Last week I spoke about squaring the circle and how this has been proved to be impossible using a rule and compass. This is one of three classic problems of the ancient Greek world, alongside doubling the cube and trisecting an angle, all of which have proven to be impossible.
But there is another pearl of wisdom that should be added, what I like to call the Gollop Rule, as it is a phrase commonly used by said Deputy and that is you can’t have the penny and the bun.
This plan has been very carefully costed for the next 18 months and estimates for the full political term to help us make the very best decisions we can. There is a contingency to deal with unknown unknowns but it is not generous. This means that any changes made to it will impact the Plan as a whole and, to copy a phrase used by Deputy Trott last term, they won’t be lost in the roundings. So, anything else added in will mean something else has to give.

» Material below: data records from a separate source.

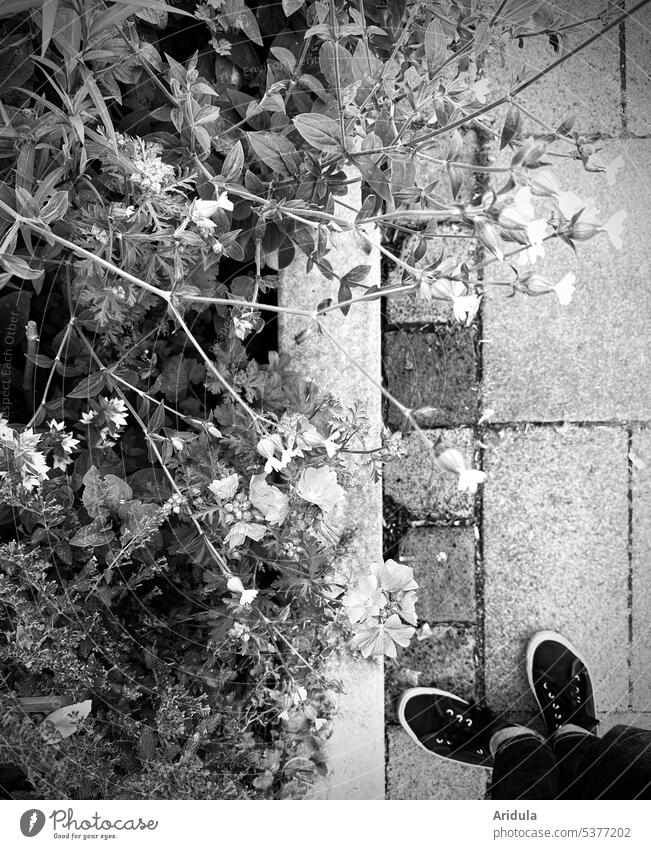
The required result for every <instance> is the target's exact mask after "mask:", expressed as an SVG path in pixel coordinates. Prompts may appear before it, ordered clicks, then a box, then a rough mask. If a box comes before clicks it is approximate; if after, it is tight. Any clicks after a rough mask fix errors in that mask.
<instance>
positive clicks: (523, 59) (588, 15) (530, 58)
mask: <svg viewBox="0 0 651 849" xmlns="http://www.w3.org/2000/svg"><path fill="white" fill-rule="evenodd" d="M558 5H559V7H560V6H562V4H558ZM603 9H604V4H603V2H601V0H579V2H576V3H573V4H572V15H571V16H570V19H569V21H568V22H569V23H572V21H573V20H582V19H585V18H589V17H592V16H594V15H597V14H599V13H600V12H602V11H603ZM563 11H568V10H567V8H566V7H565V6H563ZM601 28H602V26H601V24H600V22H599V21H593V22H591V23H588V24H586V25H585V26H583V27H580V28H577V30H576V31H575V32H574V33H572V34H571V35H570V36H568V37H567V42H566V44H567V46H568V49H571V48H572V47H574V46H575V45H576V44H578V43H579V42H580V41H582V40H584V39H585V38H587V37H589V36H590V35H591V34H592V33H593V32H596V31H598V30H600V29H601ZM511 49H512V52H513V53H514V54H515V55H517V56H518V57H519V58H520V59H521V60H524V62H525V63H526V67H527V70H526V72H525V75H523V79H528V78H529V77H532V76H533V75H534V74H536V73H538V72H539V71H540V70H542V69H543V68H545V67H547V66H548V65H550V64H551V63H552V62H554V61H556V59H558V57H559V53H557V52H555V50H554V48H553V47H552V46H551V45H550V44H549V39H548V38H546V37H545V36H537V37H534V38H526V39H523V40H522V47H521V48H519V47H518V46H515V45H514V46H513V47H512V48H511ZM619 60H620V53H619V33H618V29H617V28H615V29H613V30H610V31H609V32H607V33H605V34H604V35H603V36H602V37H601V38H600V39H599V40H598V41H596V42H595V43H593V44H592V45H590V46H589V47H587V48H585V49H584V50H582V51H580V52H579V53H577V55H576V56H573V57H572V58H571V59H568V60H567V62H564V63H563V64H562V65H560V66H559V67H558V68H557V69H556V70H554V71H551V72H550V73H549V74H547V75H546V76H544V77H543V78H542V79H541V80H539V81H538V82H537V83H535V84H534V85H532V86H531V87H530V88H528V89H526V90H525V91H524V92H523V93H522V94H521V95H518V100H519V101H520V102H521V103H522V105H523V106H524V107H525V108H526V109H527V110H528V111H529V112H531V113H532V114H533V115H535V116H536V117H537V118H539V119H541V120H542V121H544V122H545V123H546V124H548V125H549V126H551V127H553V128H556V127H558V126H559V125H560V124H561V123H562V122H563V121H564V120H566V119H567V118H570V117H572V116H575V118H576V124H575V129H577V130H578V131H579V132H580V133H582V134H585V135H591V134H594V133H601V134H606V135H614V134H616V133H618V132H620V130H621V127H622V109H621V90H620V77H619ZM485 74H486V76H487V77H488V78H489V79H490V80H491V81H492V83H493V89H492V90H491V92H490V95H489V96H490V97H497V96H499V95H501V94H506V93H507V91H508V90H509V87H510V86H511V84H512V81H511V79H510V78H509V75H508V73H507V72H506V71H505V70H504V69H503V67H502V63H501V61H500V59H499V56H498V54H497V52H496V51H495V52H492V53H491V55H490V56H489V57H488V58H487V60H486V63H485ZM523 126H524V128H525V132H536V133H540V132H544V130H543V129H542V128H541V127H540V125H539V124H537V123H535V122H533V121H531V120H529V119H528V118H525V119H524V122H523ZM501 127H502V125H501V124H500V126H499V128H498V129H499V131H500V132H501Z"/></svg>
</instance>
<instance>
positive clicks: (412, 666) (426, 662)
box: [398, 625, 476, 698]
mask: <svg viewBox="0 0 651 849" xmlns="http://www.w3.org/2000/svg"><path fill="white" fill-rule="evenodd" d="M475 651H476V640H475V629H474V628H472V627H468V626H466V625H432V635H431V636H430V637H428V638H427V639H425V640H418V639H417V638H416V637H413V638H412V640H411V643H410V644H409V647H408V648H405V649H402V651H401V652H400V654H399V656H398V661H399V663H400V666H401V667H402V668H403V669H411V670H414V671H415V672H420V675H419V679H418V681H419V686H422V687H441V688H442V689H443V690H448V691H449V692H453V693H457V694H458V695H460V696H462V697H463V698H471V697H473V696H474V695H475Z"/></svg>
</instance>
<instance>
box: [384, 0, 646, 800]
mask: <svg viewBox="0 0 651 849" xmlns="http://www.w3.org/2000/svg"><path fill="white" fill-rule="evenodd" d="M580 5H581V8H582V9H583V8H584V7H585V9H586V12H587V13H589V12H590V10H591V9H593V8H594V9H595V10H597V11H600V10H601V8H602V6H603V4H601V3H594V2H584V3H582V4H580ZM650 34H651V12H649V11H648V9H645V10H644V11H643V13H642V14H641V16H640V18H639V19H637V20H635V21H629V23H628V25H627V26H626V28H625V30H622V32H621V33H618V32H617V31H614V32H612V33H611V34H610V36H609V37H608V36H607V37H606V40H605V41H599V42H597V44H596V45H593V47H592V49H591V50H588V51H587V52H586V53H585V54H579V55H577V56H576V57H574V58H573V59H572V60H570V61H569V62H568V63H566V64H565V65H564V66H562V67H561V68H560V69H559V70H558V71H557V72H555V74H554V75H553V76H550V77H546V78H544V79H543V80H542V81H541V82H540V83H539V84H538V85H537V87H536V88H535V89H533V90H530V92H529V93H528V97H527V100H526V101H523V103H524V105H525V106H526V107H527V108H528V109H530V110H531V111H532V112H533V113H534V114H535V115H536V116H537V117H539V118H541V119H542V120H543V121H546V122H548V123H550V124H551V125H553V126H557V125H558V124H559V123H560V121H562V120H563V119H564V118H566V117H568V115H570V114H573V113H574V114H576V115H577V127H579V126H580V128H581V131H582V132H583V133H584V134H586V135H592V136H594V137H595V138H597V139H599V142H598V143H599V144H603V146H604V148H605V150H606V151H607V152H608V154H609V158H614V157H615V156H616V155H618V154H621V155H622V156H623V157H624V159H625V162H626V166H625V169H624V170H623V171H620V172H619V175H618V181H617V184H616V185H615V186H614V187H612V188H611V187H609V186H608V185H607V183H606V180H605V178H604V177H603V175H599V174H587V173H585V172H584V171H583V170H582V169H581V168H580V165H579V164H578V163H574V162H571V161H569V160H568V161H567V162H568V164H567V165H564V166H563V168H562V169H560V170H561V173H562V174H563V176H564V177H565V180H566V185H565V188H570V187H571V188H572V189H573V190H574V191H576V192H577V193H578V194H579V195H580V196H582V197H592V198H594V199H595V201H596V203H597V206H598V207H599V209H600V210H601V212H602V214H603V215H604V217H607V216H608V215H610V214H612V213H613V212H615V211H616V210H618V209H620V208H625V209H626V210H627V212H628V218H627V220H626V226H625V231H624V250H623V251H615V250H614V249H613V248H612V246H611V245H610V243H609V242H608V240H607V237H606V236H605V234H600V235H599V236H597V237H596V238H595V239H593V240H591V241H589V242H586V243H583V244H581V245H579V247H578V262H577V260H576V259H575V258H574V257H573V255H572V251H571V249H570V248H569V247H567V246H563V245H560V246H554V249H553V250H552V249H550V250H549V251H548V256H547V257H546V259H545V260H544V262H543V264H542V265H541V268H540V270H541V271H542V272H543V273H544V274H545V275H546V276H549V277H551V278H552V279H553V280H557V279H559V278H560V277H562V276H563V275H564V274H565V273H567V272H568V271H575V272H576V274H577V289H576V292H575V295H574V299H573V301H572V303H571V304H570V305H569V306H566V307H562V306H560V305H559V304H558V302H557V301H556V299H555V297H554V296H553V295H551V296H548V297H544V298H526V297H525V296H522V295H518V296H516V297H515V298H509V299H506V298H505V297H504V294H503V290H501V289H493V290H491V293H490V295H488V296H487V297H486V298H485V300H484V303H483V307H482V314H481V317H480V320H479V322H478V324H477V326H476V327H474V328H460V327H458V326H454V325H453V324H452V323H451V322H450V317H449V315H447V314H442V313H441V312H440V311H436V312H434V311H432V310H431V309H430V308H427V307H426V306H425V305H423V304H418V303H416V304H407V303H405V302H397V301H388V302H387V304H386V312H385V333H384V349H383V357H384V366H385V372H386V378H387V385H388V388H389V390H390V391H391V392H393V393H394V394H396V395H397V397H398V399H399V400H400V401H402V402H403V403H405V404H407V405H409V406H410V407H419V406H427V407H429V408H434V410H433V411H432V410H430V411H429V412H428V413H427V414H426V416H425V418H424V419H423V420H422V421H420V422H419V423H420V424H421V425H422V426H424V427H427V428H431V429H432V430H433V431H435V433H433V434H432V435H433V436H438V435H442V437H443V439H444V440H445V441H446V442H449V444H454V445H456V446H458V447H461V448H462V449H464V450H465V451H466V452H467V453H468V454H469V456H473V454H474V457H475V463H476V464H479V463H480V464H481V465H482V467H483V468H484V469H485V470H486V471H487V473H488V480H487V482H486V484H485V486H484V487H483V491H481V492H480V493H479V494H478V496H477V498H476V499H470V498H469V497H467V496H460V495H459V494H458V493H456V491H455V484H456V482H455V481H454V479H452V478H448V477H447V476H445V477H443V476H442V475H441V473H440V472H439V471H438V470H437V469H436V468H434V467H433V465H432V463H431V460H429V459H428V458H427V456H426V452H425V451H424V450H423V449H422V445H419V441H418V439H417V438H416V437H415V436H413V435H410V436H409V437H408V438H407V444H408V446H409V456H408V458H407V459H406V461H405V462H401V463H398V464H395V465H394V466H393V467H390V468H389V469H388V470H387V474H386V478H385V482H384V508H385V523H386V531H385V553H388V554H389V555H390V556H397V555H399V556H400V557H402V558H403V559H404V560H405V561H407V562H409V564H410V565H413V566H414V571H415V577H416V580H417V581H418V583H419V584H420V585H421V590H420V605H419V612H420V615H421V617H422V618H424V619H426V620H427V621H428V622H429V623H430V626H431V628H432V631H433V636H432V637H431V638H430V639H428V640H424V641H423V642H419V643H415V645H414V646H413V647H411V648H410V649H408V650H405V651H403V653H402V655H401V656H399V665H397V664H393V665H392V664H389V663H387V664H386V691H387V714H386V719H387V730H386V737H387V775H386V781H387V783H386V791H387V797H388V798H392V799H404V798H410V799H446V798H453V799H455V798H456V799H459V798H482V797H483V796H484V795H485V793H486V780H487V774H486V773H483V772H482V771H481V770H470V769H465V768H462V767H457V766H455V765H453V764H448V763H446V762H443V761H441V760H439V759H436V758H432V757H429V756H428V755H427V754H426V753H423V752H421V751H420V750H418V749H416V747H414V746H412V745H411V744H410V742H409V740H408V738H407V736H406V734H405V733H404V732H403V731H402V729H401V728H400V726H399V725H397V724H396V718H395V713H394V704H393V697H394V696H395V695H397V694H398V693H399V692H400V690H401V689H404V688H405V687H406V686H413V684H414V683H415V682H416V680H418V682H419V683H420V684H423V685H428V684H432V683H434V684H436V685H437V686H442V687H444V688H445V689H451V690H454V691H455V692H460V693H461V694H463V695H467V696H472V695H474V696H476V697H484V696H485V698H486V700H487V702H488V704H489V706H490V707H491V708H493V709H494V710H495V711H508V715H509V716H511V717H513V718H514V719H516V720H519V721H528V720H532V721H534V722H535V711H534V703H533V700H532V698H531V696H530V695H529V694H528V692H527V687H526V682H525V678H524V674H523V662H522V661H523V653H524V648H525V646H526V642H527V640H528V638H529V636H530V635H531V634H532V633H533V632H534V631H536V630H539V629H541V628H553V629H556V630H559V631H561V632H563V633H564V634H566V635H567V636H568V637H569V638H570V639H571V640H572V641H573V642H575V643H577V644H578V645H579V646H580V647H581V649H582V650H583V652H584V654H585V655H586V656H587V658H588V659H589V660H590V662H591V666H592V669H593V673H594V677H595V682H596V693H597V699H598V707H599V709H600V720H601V722H602V726H601V728H602V731H603V730H605V729H607V728H608V727H610V726H611V725H612V724H615V723H617V722H625V723H626V722H632V723H635V724H637V725H642V726H644V727H651V663H650V662H649V661H650V660H651V631H650V630H649V626H648V623H649V620H650V619H651V427H650V426H649V425H650V423H651V382H650V381H649V369H650V367H651V333H650V330H651V328H650V327H649V320H650V318H651V273H650V265H651V264H650V261H649V260H650V256H649V252H650V248H649V245H650V244H651V232H650V225H649V217H650V216H649V213H650V211H651V209H650V207H651V200H650V189H651V169H650V165H651V135H649V132H650V130H651V114H650V108H649V104H650V102H651V98H650V97H649V94H650V86H649V68H648V59H647V57H648V54H649V40H650ZM528 49H529V50H531V49H532V48H528ZM530 58H531V61H532V66H533V68H534V69H535V68H539V67H542V66H543V65H544V64H547V63H548V62H549V61H551V60H552V59H553V58H554V54H553V52H552V51H551V48H550V49H549V50H547V49H546V48H544V47H542V46H541V47H540V48H538V49H536V51H535V52H532V53H530ZM492 73H493V74H498V71H497V70H493V71H492ZM562 103H565V104H568V107H567V108H566V109H561V108H560V107H561V104H562ZM491 153H495V151H494V150H493V148H492V147H491V145H490V144H486V143H484V145H483V146H480V147H479V148H478V149H477V150H476V156H478V157H485V156H487V155H490V154H491ZM570 175H571V179H570ZM489 410H493V411H494V413H493V415H492V416H491V417H490V418H489V419H488V420H487V421H485V422H484V423H482V424H481V425H479V424H478V422H479V419H480V417H481V415H482V413H485V412H487V411H489ZM389 421H390V423H391V425H392V426H393V427H395V426H396V425H397V424H398V423H397V422H396V421H395V419H393V418H392V417H391V416H390V417H389ZM418 673H419V674H418Z"/></svg>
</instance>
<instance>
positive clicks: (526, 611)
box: [483, 426, 628, 711]
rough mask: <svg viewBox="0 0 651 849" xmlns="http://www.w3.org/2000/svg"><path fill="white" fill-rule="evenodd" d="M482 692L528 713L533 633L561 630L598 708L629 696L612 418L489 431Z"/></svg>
mask: <svg viewBox="0 0 651 849" xmlns="http://www.w3.org/2000/svg"><path fill="white" fill-rule="evenodd" d="M485 441H486V445H487V448H486V451H485V457H484V464H485V468H486V470H487V472H488V480H487V482H486V484H485V485H484V494H483V504H484V509H483V518H484V529H483V535H484V538H483V553H484V604H485V616H486V620H485V621H486V626H485V657H486V675H485V679H486V691H487V697H488V703H489V705H490V706H491V707H493V708H494V709H498V710H506V709H508V710H518V711H523V710H524V711H528V710H532V711H535V709H536V705H535V701H534V699H533V697H532V696H531V694H530V693H529V688H528V685H527V681H526V675H525V664H524V657H525V649H526V645H527V642H528V640H529V638H530V637H531V635H532V634H533V633H535V632H536V631H538V630H542V629H551V630H555V631H559V632H560V633H562V634H564V635H566V636H567V637H568V638H569V639H570V640H571V641H572V642H573V643H575V645H576V646H577V647H579V648H580V649H581V650H582V651H583V653H584V654H585V656H586V658H587V659H588V660H589V662H590V666H591V670H592V673H593V676H594V680H595V689H596V692H597V693H598V698H599V703H600V705H601V708H602V710H609V709H616V708H618V707H621V706H626V705H627V702H628V698H627V691H628V666H627V661H628V657H627V656H628V551H627V523H628V493H627V450H628V448H627V434H626V432H625V430H624V429H622V428H617V427H599V426H593V427H581V428H577V427H571V426H566V427H564V428H563V429H562V431H561V432H559V429H558V428H554V427H529V428H527V429H526V430H522V431H515V430H512V429H505V430H503V431H501V432H498V433H492V434H489V435H488V436H487V438H486V440H485Z"/></svg>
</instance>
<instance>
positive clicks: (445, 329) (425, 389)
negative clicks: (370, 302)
mask: <svg viewBox="0 0 651 849" xmlns="http://www.w3.org/2000/svg"><path fill="white" fill-rule="evenodd" d="M384 364H385V371H386V375H387V386H388V389H389V392H390V393H391V394H392V395H393V396H394V397H395V398H397V400H398V401H400V403H401V404H404V405H405V406H406V407H408V408H409V409H411V410H413V411H414V417H415V419H416V422H417V423H418V424H419V425H421V426H423V427H432V426H435V425H443V426H447V427H454V426H455V425H460V424H472V423H473V422H476V421H477V418H478V415H477V396H478V387H477V385H476V370H477V367H476V364H475V346H474V340H473V336H472V330H471V329H470V328H469V327H451V328H441V329H440V330H439V329H437V330H434V331H433V332H431V333H424V332H423V331H421V330H417V331H414V332H407V331H404V330H397V331H394V332H391V333H385V334H384ZM403 418H404V417H403V415H402V413H401V412H400V411H399V410H397V409H396V408H395V407H394V406H393V405H391V406H390V407H389V411H388V420H389V425H392V426H393V427H400V426H401V425H402V422H403Z"/></svg>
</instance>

Sir, I’ll end as I began. The last 16 months have had a huge impact on Islanders in so many different ways. Those with conditions which meant they had to hide away for months before we had a vaccine, businesses who had to close because their customers could not arrive, students who has their university education completely disrupted, teachers who had to completely change their way of working and last but not least, all those who have spent the
last year and a half directly managing the pandemic. No one has been untouched by what has happened.
We owe it to all our Islanders to come together and deliver what they need. The Committee is confident that we have collectively arrived at the right Plan for Guernsey at this moment in time. It takes action, it will boost Islanders and the Island itself, and it lays the groundwork for our collective, bright future.”